From the perspective of the previous picture, move forward about two feet and turn right. Here is the where the keel trunk meets the cockpit floor. This is not a good seal. The last weekend that I had the boat out, I motored seven people a short distance to a campsite, (not something I will ever do again) and the water line was very, very close to the cockpit floor. I had two inches of water above the cockpit in one place; the keel trunk is open to the water below at one spot in the cockpit and was completely flooded. I had two people in the cabin watching the floor for bilge water, and they never reported any, but I later sponged about two gallons of water from this area. The bolts for the keel are another place where water from the cockpit can enter the hull.










Another big problem with the boat, is that the piece of fiberglass forming the lower half of the cabin was meant to be sealed against the lower hull, trapping air for emergency flotation. I don't think there is any foam in there, but I could be wrong. The seam has come open though, and bilge water freely flows under the cabin. I had a picture but apparently forgot to upload it. As it stands, the boat would sink if I managed to capsize and flood it. This is probably not too much of an issue on a lake, but I would like to at least get some foam under the cockpit before the next time I go out.

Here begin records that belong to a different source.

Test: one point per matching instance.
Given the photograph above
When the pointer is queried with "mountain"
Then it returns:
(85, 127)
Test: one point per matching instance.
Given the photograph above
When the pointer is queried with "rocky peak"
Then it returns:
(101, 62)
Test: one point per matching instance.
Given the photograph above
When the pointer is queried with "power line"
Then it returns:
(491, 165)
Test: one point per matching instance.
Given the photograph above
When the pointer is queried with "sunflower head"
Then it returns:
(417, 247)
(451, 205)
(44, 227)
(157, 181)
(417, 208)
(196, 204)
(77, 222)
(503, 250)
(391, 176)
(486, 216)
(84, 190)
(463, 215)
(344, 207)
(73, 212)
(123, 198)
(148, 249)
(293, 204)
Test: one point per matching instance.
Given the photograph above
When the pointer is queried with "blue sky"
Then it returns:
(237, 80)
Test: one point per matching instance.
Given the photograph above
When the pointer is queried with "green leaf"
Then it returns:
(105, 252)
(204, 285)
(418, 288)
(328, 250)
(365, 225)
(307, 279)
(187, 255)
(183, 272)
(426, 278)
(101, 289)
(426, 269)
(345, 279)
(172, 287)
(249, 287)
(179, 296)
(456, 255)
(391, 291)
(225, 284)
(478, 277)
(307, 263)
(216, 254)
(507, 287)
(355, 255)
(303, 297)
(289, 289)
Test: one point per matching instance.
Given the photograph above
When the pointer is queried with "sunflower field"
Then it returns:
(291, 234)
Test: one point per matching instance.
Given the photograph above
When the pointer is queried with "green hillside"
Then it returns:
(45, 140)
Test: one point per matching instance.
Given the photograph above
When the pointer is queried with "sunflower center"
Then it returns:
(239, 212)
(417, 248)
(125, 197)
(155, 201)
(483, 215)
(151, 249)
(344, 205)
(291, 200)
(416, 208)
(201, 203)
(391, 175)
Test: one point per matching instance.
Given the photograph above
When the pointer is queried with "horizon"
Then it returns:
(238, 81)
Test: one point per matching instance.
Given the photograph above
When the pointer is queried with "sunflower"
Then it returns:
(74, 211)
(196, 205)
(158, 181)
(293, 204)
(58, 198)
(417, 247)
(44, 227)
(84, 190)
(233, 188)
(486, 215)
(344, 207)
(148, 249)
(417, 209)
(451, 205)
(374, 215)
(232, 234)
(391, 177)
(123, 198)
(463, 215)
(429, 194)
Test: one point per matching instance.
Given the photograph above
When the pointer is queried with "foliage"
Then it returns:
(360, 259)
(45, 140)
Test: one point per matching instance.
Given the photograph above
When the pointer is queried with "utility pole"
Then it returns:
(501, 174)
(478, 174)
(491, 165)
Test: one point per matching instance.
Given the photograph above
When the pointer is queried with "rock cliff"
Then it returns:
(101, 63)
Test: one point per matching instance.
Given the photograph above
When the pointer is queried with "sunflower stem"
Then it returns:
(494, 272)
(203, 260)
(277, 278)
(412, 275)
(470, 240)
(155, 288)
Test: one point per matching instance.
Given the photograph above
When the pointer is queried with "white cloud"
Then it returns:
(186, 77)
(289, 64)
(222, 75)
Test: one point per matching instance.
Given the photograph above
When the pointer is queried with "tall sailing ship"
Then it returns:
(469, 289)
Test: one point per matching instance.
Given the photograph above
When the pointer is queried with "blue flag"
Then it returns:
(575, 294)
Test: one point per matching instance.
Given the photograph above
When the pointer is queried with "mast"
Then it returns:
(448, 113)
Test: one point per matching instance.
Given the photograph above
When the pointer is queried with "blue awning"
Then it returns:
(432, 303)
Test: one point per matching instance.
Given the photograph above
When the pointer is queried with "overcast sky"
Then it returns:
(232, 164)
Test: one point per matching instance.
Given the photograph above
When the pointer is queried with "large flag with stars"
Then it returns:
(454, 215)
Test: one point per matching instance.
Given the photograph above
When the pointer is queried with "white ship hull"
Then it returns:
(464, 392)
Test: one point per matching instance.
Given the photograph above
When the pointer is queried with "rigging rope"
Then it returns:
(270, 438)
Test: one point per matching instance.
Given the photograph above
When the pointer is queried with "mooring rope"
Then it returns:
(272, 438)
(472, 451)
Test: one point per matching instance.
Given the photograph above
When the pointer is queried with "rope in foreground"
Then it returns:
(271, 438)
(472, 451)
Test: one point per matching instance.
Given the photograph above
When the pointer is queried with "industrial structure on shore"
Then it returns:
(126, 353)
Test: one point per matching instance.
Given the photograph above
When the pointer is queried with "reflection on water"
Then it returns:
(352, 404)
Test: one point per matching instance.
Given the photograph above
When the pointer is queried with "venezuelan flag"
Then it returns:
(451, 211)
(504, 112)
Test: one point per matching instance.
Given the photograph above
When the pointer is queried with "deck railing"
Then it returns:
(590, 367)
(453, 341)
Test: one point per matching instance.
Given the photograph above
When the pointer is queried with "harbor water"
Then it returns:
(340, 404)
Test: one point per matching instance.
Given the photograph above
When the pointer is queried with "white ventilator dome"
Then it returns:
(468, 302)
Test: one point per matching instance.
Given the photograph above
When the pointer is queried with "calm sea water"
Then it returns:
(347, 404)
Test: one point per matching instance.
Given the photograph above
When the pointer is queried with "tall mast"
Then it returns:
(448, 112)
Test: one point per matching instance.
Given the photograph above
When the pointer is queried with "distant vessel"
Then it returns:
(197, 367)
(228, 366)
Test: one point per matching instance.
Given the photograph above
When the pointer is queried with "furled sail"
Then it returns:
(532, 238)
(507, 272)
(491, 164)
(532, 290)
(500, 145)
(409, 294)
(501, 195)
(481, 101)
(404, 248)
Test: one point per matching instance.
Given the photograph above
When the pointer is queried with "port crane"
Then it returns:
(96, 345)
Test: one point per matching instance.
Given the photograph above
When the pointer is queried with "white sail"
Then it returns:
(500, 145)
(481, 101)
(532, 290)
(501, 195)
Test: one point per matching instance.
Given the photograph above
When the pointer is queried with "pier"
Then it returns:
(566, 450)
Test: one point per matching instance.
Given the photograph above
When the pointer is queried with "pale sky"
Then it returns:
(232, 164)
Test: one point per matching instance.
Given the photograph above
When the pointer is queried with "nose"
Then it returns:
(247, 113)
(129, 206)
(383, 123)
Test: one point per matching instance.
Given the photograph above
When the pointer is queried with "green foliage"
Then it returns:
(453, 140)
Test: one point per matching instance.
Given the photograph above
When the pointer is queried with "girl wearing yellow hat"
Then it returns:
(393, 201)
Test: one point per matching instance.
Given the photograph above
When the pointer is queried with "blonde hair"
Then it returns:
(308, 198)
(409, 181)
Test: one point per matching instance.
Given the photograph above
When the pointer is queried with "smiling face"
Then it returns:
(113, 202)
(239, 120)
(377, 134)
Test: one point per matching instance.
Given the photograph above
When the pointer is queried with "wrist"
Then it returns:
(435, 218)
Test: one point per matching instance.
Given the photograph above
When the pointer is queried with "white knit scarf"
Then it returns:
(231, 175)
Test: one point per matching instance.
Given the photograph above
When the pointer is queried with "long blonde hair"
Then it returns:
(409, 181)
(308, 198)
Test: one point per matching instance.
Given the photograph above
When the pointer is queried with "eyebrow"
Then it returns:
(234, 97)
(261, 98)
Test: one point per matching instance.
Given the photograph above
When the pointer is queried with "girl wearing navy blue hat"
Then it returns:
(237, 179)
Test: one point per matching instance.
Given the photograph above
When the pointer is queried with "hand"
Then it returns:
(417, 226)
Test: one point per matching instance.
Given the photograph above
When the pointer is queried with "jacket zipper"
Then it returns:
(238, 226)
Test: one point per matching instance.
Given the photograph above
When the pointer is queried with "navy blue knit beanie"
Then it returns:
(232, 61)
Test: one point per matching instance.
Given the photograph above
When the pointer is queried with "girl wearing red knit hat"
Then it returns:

Anyway, I need to stop thinking about sailing and start worrying about why my simulations of surface plasmon resonances stopped working properly. All opinions, good or bad, are welcome on the boat.

The mast was snapped and welded back together, and the rudder has been split and repaired. There is a tear in the mainsail that was also rigorously repaired, but I am quite happy with this thing for a $1000, especially since the motor apparently cost $800 four years ago.


----------



## FishSticks (Nov 16, 2007)

Good idea to not take sailing lessons. Why let someone try to spoil your fun? Ditching the motor will help sharpen your sailing skills quicker. Bring plenty of sunscreen and a good companion. You have the makings of a fine sailor. I can tell. If you want to sail a schooner someday send me a PM. I'll have some physics questions for you though.


----------